Sich durch Gänge zu zwängen, von Schacht zu Schacht zu springen und Gegnerbewegungen auszuweichen, bietet allerdings auf Dauer (und Wiederholung) weniger Freude. Bestechen will uns The Siege and The Sandfox leider auch nicht. Abseits von Schriftrollen hinter bestimmten Platforming-Herausforderungen gibt es nichts auf diesen Pfaden zu finden. Eine Art Lebenswährung braucht es ebenfalls nicht, weil wir mit einem einzigen Schlag das Zeitliche segnen. Auf diese Weise fühlen sich die Stunden im Spiel viel länger an, als sie eigentlich sein dürften.

Sand im Getriebe…

Wobei zugegeben: Bei mir war The Siege and The Sandfox alleine deshalb länger, als es sein durfte, weil ich das Spiel nach ungefähr der Hälfte noch einmal starten durfte. Leider manövrierte ich mich in ein Areal, was ich nur mit einem Item verlassen konnte, was ich zu dem Zeitpunkt noch nicht besaß. Ob sich dies allgemein an der Stelle so verhalten wird oder sich lediglich aufgrund eines Bugs eine Tür hinter mir verschlossen hat, kann ich nicht sagen. Ich habe auf einen Day-One-Patch gewartet, welcher allerdings das Problem nicht beheben konnte und den Neustart erzwungen hat.

Ich habe allerdings nach Release einige Stimmen im Netz dazu gelesen, dass ihnen wiederholt solche Sackgassen begegnet sind. Egal ob es wie bei mir ein kompletten Neustart zur Folge hatte oder „nur“ ein Neuladen des Checkpoints. Zudem habe ich mir durch solche Meldungen bestätigt, dass auch zahlreiche andere Ausfälle von The Siege and The Sandfox leider allzu häufig vorkommen können.

…und Stroh im Hirn

Gerade bei einem Stealth-Spiel möchte, oder vielmehr brauche ich Gewissheiten im (un)aufmerksamen Verhalten der Gegner. Leider hapert es daran aber immer wieder. Gegner bleiben gerne einmal im Level hängen und bewegen sich auf der Stelle. Manche bleiben hyper-aufmerksam, wenn du entdeckt wirst. Wieder andere lassen sich übertölpeln durch schnelles Vorbeirennen, während andere nur ausatmen müssen, um uns zu besiegen.

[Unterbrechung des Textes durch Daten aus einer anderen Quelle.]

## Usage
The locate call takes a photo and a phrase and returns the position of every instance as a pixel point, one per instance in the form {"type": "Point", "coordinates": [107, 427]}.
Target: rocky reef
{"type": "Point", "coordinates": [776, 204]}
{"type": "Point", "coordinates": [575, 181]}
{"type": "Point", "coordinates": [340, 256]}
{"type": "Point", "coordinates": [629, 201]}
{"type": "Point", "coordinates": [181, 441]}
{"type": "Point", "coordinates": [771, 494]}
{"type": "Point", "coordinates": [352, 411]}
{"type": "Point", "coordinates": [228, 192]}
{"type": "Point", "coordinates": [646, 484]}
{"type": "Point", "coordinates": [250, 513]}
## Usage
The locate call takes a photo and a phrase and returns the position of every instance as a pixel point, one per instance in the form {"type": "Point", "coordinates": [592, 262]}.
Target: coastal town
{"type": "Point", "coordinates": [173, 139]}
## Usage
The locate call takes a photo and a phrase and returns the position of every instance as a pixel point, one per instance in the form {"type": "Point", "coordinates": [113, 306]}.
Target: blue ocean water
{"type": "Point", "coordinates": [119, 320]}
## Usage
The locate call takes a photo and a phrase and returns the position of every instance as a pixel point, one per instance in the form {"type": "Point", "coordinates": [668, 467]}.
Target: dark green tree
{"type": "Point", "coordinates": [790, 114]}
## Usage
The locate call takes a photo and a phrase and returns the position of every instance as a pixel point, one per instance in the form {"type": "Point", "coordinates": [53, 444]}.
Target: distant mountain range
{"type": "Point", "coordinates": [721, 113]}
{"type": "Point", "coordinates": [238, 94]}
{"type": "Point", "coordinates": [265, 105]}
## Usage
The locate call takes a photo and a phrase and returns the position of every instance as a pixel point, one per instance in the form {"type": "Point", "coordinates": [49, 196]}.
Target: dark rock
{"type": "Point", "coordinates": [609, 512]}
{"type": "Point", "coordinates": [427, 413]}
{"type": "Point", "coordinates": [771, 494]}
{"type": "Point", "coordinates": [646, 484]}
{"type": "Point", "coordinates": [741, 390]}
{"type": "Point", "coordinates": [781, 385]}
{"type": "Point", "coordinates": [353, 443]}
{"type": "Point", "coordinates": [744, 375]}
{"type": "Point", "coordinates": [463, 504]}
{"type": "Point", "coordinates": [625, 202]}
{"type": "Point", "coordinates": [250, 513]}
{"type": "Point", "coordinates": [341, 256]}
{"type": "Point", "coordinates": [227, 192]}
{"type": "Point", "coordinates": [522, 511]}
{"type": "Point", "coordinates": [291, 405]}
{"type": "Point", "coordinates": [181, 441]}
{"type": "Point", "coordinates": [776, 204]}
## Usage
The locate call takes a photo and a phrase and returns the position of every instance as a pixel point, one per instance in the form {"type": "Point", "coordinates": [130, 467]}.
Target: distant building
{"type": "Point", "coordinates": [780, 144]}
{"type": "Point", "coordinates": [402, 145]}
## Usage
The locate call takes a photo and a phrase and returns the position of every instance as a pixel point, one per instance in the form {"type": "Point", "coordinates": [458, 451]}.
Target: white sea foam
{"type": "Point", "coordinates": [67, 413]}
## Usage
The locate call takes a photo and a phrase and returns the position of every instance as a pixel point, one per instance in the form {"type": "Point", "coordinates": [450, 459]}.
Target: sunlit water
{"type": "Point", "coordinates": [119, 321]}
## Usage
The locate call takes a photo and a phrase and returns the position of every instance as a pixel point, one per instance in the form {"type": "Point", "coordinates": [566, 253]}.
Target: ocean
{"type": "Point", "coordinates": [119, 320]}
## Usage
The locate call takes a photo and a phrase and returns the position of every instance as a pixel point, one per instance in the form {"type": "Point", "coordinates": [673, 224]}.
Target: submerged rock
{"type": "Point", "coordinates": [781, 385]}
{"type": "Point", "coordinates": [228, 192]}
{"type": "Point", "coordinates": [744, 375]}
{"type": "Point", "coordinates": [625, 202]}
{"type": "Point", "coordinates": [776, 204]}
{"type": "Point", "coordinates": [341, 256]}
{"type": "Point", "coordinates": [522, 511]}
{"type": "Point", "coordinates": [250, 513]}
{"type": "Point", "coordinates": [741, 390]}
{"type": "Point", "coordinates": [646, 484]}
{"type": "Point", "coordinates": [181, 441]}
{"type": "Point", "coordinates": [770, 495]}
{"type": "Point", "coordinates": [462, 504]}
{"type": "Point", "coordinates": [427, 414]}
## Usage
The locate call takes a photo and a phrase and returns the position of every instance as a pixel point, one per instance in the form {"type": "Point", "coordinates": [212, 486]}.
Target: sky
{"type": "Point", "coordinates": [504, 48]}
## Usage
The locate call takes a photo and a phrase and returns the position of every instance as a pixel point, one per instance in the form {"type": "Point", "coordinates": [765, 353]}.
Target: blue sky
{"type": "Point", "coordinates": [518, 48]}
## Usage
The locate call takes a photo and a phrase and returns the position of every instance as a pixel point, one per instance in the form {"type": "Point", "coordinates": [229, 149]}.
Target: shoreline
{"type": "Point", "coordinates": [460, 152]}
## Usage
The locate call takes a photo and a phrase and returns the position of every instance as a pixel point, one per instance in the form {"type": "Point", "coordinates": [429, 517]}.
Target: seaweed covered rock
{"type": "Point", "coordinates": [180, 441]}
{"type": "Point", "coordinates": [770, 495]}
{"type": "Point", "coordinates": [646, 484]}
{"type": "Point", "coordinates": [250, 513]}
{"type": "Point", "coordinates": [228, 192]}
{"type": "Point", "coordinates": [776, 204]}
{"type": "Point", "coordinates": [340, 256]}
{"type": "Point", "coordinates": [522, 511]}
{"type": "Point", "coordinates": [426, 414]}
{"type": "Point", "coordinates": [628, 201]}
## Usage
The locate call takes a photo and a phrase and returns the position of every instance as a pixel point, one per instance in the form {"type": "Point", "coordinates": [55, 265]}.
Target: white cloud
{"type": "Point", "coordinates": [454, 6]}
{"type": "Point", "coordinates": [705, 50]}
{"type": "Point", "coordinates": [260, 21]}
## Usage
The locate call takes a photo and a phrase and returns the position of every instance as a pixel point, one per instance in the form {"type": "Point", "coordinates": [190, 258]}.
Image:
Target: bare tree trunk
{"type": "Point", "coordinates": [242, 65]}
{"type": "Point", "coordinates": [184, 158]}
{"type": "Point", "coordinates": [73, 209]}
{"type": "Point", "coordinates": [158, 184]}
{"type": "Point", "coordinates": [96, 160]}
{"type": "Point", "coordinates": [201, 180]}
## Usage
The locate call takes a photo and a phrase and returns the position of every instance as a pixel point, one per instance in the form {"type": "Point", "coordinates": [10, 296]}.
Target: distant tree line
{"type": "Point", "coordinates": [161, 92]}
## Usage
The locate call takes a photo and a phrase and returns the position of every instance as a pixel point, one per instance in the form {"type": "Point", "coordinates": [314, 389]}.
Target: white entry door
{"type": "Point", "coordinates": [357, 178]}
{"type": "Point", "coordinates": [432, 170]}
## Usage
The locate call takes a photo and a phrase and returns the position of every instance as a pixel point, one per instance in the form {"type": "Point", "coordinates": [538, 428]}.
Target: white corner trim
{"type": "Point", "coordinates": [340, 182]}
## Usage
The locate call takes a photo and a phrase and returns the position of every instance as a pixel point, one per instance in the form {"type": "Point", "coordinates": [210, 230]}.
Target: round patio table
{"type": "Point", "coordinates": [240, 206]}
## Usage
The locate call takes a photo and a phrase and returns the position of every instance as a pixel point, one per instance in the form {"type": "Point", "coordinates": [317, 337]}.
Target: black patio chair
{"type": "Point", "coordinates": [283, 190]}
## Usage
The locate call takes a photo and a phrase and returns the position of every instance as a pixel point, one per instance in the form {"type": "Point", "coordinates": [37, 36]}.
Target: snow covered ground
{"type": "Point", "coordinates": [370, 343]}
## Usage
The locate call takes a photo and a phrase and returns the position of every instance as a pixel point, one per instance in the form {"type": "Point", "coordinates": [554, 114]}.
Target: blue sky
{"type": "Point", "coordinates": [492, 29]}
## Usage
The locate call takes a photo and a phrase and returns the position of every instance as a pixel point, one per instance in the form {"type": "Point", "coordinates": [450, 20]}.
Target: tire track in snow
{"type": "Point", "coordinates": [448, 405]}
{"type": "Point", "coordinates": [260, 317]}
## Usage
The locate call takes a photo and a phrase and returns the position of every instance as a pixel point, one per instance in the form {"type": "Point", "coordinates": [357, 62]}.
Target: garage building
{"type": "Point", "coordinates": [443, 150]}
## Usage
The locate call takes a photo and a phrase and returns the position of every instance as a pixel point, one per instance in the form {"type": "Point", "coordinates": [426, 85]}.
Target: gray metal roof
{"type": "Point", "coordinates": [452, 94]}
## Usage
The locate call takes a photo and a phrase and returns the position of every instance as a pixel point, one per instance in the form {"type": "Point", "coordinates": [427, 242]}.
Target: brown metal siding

Bei der Fülle an Bugs, die mir untergekommen sind, fällt kaum ins Gewicht, dass mich die sich ewig wiederholenden Erzähldialoge der Sprecherin, ebenfalls enorm genervt haben. Mehrmals in Folge zu hören, dass sich ja jetzt die Kiste bewegt, weil ich den Sprung schon wieder vermasselt habe, ist einfach nicht schön.

Und so bin ich sehr hoffnungsfroh in The Siege and the Sandfox gestartet. Die Idee gefällt mir weiterhin sehr gut. Wenn es einen Flow im Platforming gibt, macht es Spaß, und das Stealth ist beim ersten Mal nahezu immer spannend. Doch je länger das knapp vier Stunden lange Spiel dauert, desto mehr rieselt der Sand ins Getriebe. Nicht nur das Level- und Missionsdesign passt in dieser Form nicht. Auch der technische Zustand – allen voran der KI – zerrt an den Nerven. Und wenn ich etwas weniger leiden kann, als schlechte Spiele, dann sind es solide oder gute Spiele, die mich dennoch in irgendeiner Weise nerven. Und das würden Papa Prinz und Fisher sicher nicht von ihrem Schützling wollen.

Schleichende Erfahrungen auf Steam Deck gemacht. Ein herzlicher Dank geht an Cardboard Sword und Plaion für die Bereitstellung eines Mustercodes.